For the three months ended May 31, the Atlanta-based manufacturer posted a 7.1 percent increase in net income to $5.6 million, or 74 cents a diluted share. That compares with last year’s fourth-quarter profits of $5.3 million, or 70 cents.
Sales fell 11.2 percent to $191.7 million from $215.9 million a year ago.
“We began to see some tangible signs of improvement during the fourth quarter,” said president J. Hicks Lanier in a statement. “Although sales trailed last year, fourth-quarter sales and earnings came in well ahead of our expectations. Gross margins increased 300 basis points driven by significant improvements in sourcing and inventory management.”
By the fourth quarter’s end, Oxford established new joint manufacturing ventures in India and China and substantially completed the transition of its manufacturing support functions to outside of the U.S.
Overall, for the full fiscal year, the company reported net income fell by almost a third, dropping 31.1 percent to $10.6 million, or $1.40 a diluted share. That compares with previous year earnings of $15.3 million, or $2.05.
Led by declines in its women’s wear segment, full-year net sales fell 16.6 percent to $677.3 million from $812.5 million a year ago.
By unit, the Womenswear Group’s sales last year decreased 19 percent to $253.7 million from $313 million. The below-plan performance of the group was due mainly to lower-than-expected replenishment buying and fewer shipments to a major mass merchant retailer. Additionally, the Kmart bankruptcy had a “significant impact” on the unit’s performance. Overall, operating earnings in the women’s apparel unit plunged 39 percent to $9.5 million from $15.5 million in the prior fiscal year.
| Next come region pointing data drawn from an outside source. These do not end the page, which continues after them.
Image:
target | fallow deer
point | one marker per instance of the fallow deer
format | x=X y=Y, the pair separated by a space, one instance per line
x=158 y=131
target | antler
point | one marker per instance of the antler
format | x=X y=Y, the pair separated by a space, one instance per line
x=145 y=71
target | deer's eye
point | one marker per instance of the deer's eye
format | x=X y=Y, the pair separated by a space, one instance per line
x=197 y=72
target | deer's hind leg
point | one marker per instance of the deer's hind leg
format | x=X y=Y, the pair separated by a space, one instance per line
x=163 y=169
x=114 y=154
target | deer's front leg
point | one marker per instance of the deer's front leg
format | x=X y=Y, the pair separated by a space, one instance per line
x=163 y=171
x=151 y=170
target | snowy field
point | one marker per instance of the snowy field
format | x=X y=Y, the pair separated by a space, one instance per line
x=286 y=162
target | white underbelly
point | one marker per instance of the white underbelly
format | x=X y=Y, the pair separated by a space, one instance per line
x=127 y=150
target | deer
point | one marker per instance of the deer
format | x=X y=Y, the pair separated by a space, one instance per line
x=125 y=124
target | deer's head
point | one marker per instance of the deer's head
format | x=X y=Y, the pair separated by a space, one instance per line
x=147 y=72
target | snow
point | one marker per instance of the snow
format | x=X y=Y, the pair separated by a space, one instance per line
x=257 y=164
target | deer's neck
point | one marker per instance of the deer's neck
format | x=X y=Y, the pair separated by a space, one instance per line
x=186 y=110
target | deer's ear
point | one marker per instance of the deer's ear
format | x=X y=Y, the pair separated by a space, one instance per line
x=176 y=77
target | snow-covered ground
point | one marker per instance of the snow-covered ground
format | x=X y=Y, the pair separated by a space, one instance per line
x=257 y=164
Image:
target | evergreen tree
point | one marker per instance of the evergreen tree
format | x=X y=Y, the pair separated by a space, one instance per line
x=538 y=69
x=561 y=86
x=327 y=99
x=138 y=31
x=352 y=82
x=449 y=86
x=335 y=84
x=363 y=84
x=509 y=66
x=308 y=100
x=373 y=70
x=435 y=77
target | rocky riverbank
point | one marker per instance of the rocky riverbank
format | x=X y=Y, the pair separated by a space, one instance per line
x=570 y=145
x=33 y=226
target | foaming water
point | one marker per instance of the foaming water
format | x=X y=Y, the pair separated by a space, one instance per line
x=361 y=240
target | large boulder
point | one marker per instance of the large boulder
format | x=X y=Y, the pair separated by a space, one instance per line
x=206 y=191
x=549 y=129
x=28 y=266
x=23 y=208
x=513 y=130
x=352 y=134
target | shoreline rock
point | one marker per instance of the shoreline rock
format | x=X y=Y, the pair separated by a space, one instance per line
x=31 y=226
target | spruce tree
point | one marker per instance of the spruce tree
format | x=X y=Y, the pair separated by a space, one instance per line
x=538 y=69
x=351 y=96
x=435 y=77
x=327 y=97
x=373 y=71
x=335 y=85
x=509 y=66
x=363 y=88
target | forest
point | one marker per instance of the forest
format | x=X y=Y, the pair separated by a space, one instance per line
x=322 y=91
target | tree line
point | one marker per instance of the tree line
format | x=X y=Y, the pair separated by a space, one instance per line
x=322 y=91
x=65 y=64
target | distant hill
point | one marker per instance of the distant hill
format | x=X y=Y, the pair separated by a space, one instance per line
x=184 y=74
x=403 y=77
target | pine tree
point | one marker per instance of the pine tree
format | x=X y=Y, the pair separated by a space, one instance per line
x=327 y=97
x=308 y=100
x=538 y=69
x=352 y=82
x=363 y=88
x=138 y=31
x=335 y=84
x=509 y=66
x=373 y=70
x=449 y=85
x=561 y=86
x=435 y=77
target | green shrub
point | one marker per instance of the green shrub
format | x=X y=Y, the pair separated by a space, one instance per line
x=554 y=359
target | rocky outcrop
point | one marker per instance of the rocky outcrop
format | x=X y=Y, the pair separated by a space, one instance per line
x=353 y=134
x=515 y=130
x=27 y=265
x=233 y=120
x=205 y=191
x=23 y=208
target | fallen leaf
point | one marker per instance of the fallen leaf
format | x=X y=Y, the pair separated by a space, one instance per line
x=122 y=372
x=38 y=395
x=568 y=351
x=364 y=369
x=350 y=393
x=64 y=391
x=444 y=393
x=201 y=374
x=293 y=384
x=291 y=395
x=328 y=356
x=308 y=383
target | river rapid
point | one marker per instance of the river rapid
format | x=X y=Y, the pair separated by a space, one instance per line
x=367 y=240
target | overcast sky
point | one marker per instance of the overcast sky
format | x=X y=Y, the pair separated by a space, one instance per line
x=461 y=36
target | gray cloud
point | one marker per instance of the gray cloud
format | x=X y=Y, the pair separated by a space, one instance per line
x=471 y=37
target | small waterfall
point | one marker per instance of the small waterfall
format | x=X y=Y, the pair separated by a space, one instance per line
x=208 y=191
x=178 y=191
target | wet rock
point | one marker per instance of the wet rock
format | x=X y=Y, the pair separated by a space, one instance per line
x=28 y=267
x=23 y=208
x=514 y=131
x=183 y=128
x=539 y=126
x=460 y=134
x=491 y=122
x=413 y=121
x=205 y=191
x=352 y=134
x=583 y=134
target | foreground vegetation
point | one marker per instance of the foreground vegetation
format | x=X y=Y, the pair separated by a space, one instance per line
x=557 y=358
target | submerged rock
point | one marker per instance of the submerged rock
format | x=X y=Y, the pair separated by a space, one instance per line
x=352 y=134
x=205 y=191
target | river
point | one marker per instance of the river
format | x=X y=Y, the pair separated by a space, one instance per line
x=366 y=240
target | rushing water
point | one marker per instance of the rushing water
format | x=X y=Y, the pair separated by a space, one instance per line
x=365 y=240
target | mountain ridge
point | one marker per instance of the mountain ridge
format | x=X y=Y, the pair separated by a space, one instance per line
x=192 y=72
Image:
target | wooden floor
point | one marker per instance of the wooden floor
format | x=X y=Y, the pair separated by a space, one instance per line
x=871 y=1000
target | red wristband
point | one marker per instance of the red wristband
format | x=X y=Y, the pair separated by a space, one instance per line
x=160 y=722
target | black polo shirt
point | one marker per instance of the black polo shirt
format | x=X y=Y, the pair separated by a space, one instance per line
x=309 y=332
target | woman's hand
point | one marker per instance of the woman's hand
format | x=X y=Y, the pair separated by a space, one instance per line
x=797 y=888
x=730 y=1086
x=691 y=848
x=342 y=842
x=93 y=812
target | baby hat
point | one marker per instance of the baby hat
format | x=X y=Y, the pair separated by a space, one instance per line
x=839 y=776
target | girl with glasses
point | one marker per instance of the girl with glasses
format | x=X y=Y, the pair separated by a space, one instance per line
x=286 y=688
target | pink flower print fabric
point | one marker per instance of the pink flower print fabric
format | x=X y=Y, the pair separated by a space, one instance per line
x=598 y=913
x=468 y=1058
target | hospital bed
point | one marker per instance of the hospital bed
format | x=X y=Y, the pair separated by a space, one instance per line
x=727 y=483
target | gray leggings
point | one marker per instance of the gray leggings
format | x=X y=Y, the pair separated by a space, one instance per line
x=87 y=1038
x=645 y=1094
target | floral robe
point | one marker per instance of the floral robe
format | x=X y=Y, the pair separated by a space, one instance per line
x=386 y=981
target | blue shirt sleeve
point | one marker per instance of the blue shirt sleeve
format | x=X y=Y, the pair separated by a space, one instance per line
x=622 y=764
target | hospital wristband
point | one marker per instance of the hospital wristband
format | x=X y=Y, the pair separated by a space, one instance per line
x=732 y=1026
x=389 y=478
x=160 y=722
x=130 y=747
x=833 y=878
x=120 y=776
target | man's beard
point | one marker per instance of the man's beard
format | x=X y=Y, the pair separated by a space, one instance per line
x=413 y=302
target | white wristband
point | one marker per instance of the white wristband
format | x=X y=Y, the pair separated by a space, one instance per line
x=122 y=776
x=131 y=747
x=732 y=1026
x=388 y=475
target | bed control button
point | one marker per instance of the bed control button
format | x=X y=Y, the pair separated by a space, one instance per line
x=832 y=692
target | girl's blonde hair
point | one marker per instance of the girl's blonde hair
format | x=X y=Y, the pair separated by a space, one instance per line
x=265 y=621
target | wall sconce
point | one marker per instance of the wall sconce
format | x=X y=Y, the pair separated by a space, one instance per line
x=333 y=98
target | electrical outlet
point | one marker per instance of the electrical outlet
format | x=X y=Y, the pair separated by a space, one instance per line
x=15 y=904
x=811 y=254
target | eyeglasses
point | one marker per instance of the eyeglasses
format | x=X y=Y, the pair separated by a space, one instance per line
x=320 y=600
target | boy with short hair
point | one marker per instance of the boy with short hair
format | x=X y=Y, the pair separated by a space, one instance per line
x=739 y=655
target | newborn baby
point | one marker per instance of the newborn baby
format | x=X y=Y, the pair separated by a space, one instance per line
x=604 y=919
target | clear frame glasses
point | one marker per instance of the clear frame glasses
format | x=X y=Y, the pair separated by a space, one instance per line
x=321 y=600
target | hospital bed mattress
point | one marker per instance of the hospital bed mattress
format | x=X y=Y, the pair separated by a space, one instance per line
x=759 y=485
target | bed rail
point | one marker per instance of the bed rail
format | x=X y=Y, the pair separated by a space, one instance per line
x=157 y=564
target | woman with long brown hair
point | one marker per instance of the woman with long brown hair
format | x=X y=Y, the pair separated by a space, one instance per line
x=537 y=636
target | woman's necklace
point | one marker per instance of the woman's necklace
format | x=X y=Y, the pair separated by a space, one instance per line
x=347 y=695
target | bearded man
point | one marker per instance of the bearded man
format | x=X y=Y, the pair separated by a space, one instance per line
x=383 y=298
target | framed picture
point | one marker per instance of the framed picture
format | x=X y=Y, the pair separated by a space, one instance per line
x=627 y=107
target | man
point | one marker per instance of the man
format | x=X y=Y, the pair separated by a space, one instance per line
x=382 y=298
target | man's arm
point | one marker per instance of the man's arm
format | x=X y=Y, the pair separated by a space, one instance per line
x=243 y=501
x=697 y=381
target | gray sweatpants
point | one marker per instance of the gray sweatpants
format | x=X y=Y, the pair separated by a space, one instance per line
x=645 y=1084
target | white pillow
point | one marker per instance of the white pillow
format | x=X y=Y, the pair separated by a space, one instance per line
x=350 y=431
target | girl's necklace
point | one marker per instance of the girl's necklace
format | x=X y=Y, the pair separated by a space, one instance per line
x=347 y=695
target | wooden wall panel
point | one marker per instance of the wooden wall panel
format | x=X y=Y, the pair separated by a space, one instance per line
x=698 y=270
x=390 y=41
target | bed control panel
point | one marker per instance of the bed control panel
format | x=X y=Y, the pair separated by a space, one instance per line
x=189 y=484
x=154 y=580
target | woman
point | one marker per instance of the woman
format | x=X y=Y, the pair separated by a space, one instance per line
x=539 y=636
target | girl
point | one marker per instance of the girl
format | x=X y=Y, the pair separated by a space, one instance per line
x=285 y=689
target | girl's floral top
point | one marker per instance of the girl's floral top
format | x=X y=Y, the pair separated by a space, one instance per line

Lanier Clothes’ sales decreased 13 percent to $153.1 million from $175.1 million last year. The Oxford Slacks unit posted a 22 percent sales decline to $80.7 million. At the Oxford Shirt Group, a sales slide of 14 percent, to $189.4 million, was caused by decreased demand from the specialty and department store channels, as well as the discontinuation of the DKNY Kids business. However, the segment’s operating income did swing to a profit of $700,000 compared to last year’s loss of $1.4 million.